Looking at the major currency pairs:

EURUSD:
The EURUSD dipped to support near 1.1754 — the minimum downside target outlined earlier — before rebounding back toward yesterday’s high near 1.1778. The pair remains trapped within a relatively narrow range, with traders awaiting the next directional break. On the topside, a move above 1.1784 and then 1.17956 would open the door toward April highs between 1.1823 and 1.1836, followed by 1.1848. On the downside, a break below 1.1754 would shift focus toward the key moving average cluster near 1.1728 (100-hour MA), 1.1719 (200-hour MA), and 1.17075 (100-day MA).

USDJPY:
The USDJPY moved higher after the report and tested the 100-hour moving average at 156.87, but sellers leaned against that resistance level and forced the pair back lower.
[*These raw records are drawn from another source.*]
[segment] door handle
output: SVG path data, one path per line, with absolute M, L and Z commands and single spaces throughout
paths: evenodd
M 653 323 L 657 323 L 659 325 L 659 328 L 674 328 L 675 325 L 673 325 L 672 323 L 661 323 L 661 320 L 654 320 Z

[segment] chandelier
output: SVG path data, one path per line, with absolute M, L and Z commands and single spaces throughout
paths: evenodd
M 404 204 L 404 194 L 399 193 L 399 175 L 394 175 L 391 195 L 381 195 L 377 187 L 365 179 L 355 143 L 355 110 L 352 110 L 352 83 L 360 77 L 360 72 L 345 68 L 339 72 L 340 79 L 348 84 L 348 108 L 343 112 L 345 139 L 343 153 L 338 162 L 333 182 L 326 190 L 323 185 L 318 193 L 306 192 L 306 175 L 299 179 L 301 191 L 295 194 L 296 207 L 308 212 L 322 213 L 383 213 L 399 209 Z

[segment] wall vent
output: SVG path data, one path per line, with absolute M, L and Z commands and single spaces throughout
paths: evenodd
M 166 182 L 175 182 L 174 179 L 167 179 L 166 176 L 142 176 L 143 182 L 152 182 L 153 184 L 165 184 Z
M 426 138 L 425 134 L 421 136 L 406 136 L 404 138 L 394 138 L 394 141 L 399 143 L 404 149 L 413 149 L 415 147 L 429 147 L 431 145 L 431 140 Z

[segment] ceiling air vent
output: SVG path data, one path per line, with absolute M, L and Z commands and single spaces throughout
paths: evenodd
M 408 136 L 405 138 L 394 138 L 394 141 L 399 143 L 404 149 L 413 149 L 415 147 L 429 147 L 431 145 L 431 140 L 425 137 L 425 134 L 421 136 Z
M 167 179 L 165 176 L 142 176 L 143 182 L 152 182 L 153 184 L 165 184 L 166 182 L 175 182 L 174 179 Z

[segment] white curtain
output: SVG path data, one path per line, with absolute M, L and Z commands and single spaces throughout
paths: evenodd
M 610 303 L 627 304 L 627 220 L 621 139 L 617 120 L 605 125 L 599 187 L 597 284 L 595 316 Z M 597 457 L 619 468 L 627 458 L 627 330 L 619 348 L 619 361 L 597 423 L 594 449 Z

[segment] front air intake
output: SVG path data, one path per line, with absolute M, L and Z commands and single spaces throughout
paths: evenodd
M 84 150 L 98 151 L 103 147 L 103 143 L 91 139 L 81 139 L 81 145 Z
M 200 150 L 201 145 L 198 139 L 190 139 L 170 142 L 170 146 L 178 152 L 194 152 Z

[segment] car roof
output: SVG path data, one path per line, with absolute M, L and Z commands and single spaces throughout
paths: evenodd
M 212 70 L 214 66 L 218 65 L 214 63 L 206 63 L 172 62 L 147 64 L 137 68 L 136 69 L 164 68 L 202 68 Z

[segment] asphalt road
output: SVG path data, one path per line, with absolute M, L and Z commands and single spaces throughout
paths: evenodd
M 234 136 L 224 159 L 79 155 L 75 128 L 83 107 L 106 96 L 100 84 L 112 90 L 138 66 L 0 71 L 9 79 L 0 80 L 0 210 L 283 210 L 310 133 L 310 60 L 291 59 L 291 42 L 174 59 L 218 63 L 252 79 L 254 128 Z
The price is now retesting the 50% midpoint of the recent trading range at 156.50. A break below that level would give sellers greater confidence and increase downside momentum potential. On the topside, a move back above the 100-hour moving average would target the 100-day moving average near 157.35.

GBPUSD:
The GBPUSD continues to hold above the key swing area between 1.3575 and 1.3602, keeping buyers in near-term control. The North American session low reached 1.35977 before rebounding higher. The next upside target comes against yesterday’s high at 1.36317. Above that level, traders will look toward Wednesday’s high near 1.3643, followed by last week’s high at 1.36569.

USDCAD:
The USDCAD is moving sharply higher as stronger U.S. jobs data combines with weaker Canadian employment numbers to support the pair. The price has broken above a swing level at 1.3666 and is now approaching the 38.2% retracement of the decline from the March 31 high at 1.3708. Additional resistance comes in between 1.37089 and 1.37149, while the 100-day moving average near 1.37203 remains another key technical hurdle that buyers would need to break to strengthen the bullish bias further.

USDCHF:
The USDCHF initially moved modestly higher after the report but has since reversed lower, trading near a new session low around 0.7771. That level also represents the 61.8% retracement of the 2026 trading range rally from the January 28 low to the early-April high. Yesterday, the pair briefly broke below that support level before snapping back higher and retesting the 100-hour moving average during the Asian-Pacific session. However, sellers regained control and rotated the pair back to the downside. Sellers remain in control technically, but they need to maintain momentum below the 0.7771 level to reinforce the bearish bias.